“Dear General Rossum,
I have been working at the same job for the last ten years, and lately my career seems to have plateaued. People who have a lot less experience than me seem to keep getting promotions instead of me. I don’t know if it’s because I’m a woman or if they know people higher up or what. Do you have any suggestions to help me get ahead?
Underpaid in Utah”
The key to promotion is being noticed. If you have been doing the same job for years, that’s your problem: you’ve become predictable. Do something unexpected that your boss will notice. Work a couple Saturdays. Take a few clients out to dinner. Light your chief competitor’s car on fire. Creativity is a trait all employers notice, so feel free to use your imagination.
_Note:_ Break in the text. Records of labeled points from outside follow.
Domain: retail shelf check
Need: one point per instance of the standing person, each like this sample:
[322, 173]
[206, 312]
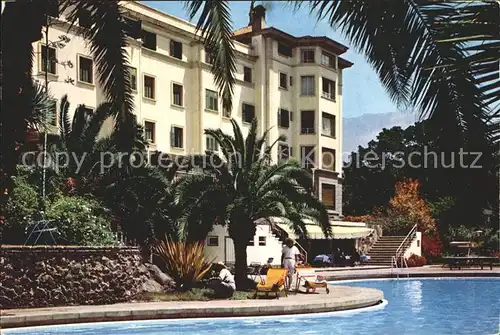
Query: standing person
[289, 256]
[223, 285]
You say you don’t know what these newer workers have that you don’t. Intel is essential to any successful operation, so you need to find out. I advise you interrogate one of these upstarts and find out how they’re getting ahead. Start subtle with talk at the watercooler, then work your way to waterboarding if that doesn’t work. The trick is to be persistent, another fine quality in all employees.
Finally, if all else fails, it never hurts to stage a life-threatening situation in order to save your boss from it. You never know when his rolly chair might roll back out the window, leaving him hanging onto the window washer’s lift conveniently stationed under his window and directly outside yours. Just a thought.
“Dear General Rossum,
This weekend my laptop started acting up. I’ve done virus scans and had it serviced, but it still isn’t working. I tried replacing the RAM and CPU but it still is having a lot of problems connecting to both Wifi and Ethernet, as well as not showing nearly as much processing power as it used to. Do you have any tech tips I can use? Thanks.
Broken Down in Boise”
Dear Broken Down,
I have no idea what the Hell you just said except that your computer doesn’t work. I got no idea how to fix a computer, but I imagine you can make it work the same way you do with new recruits.
Try degrading it. Start by calling it maggot, then work your way up to more specific, more devastating insults. Weight, strength, and mommas are all fair game.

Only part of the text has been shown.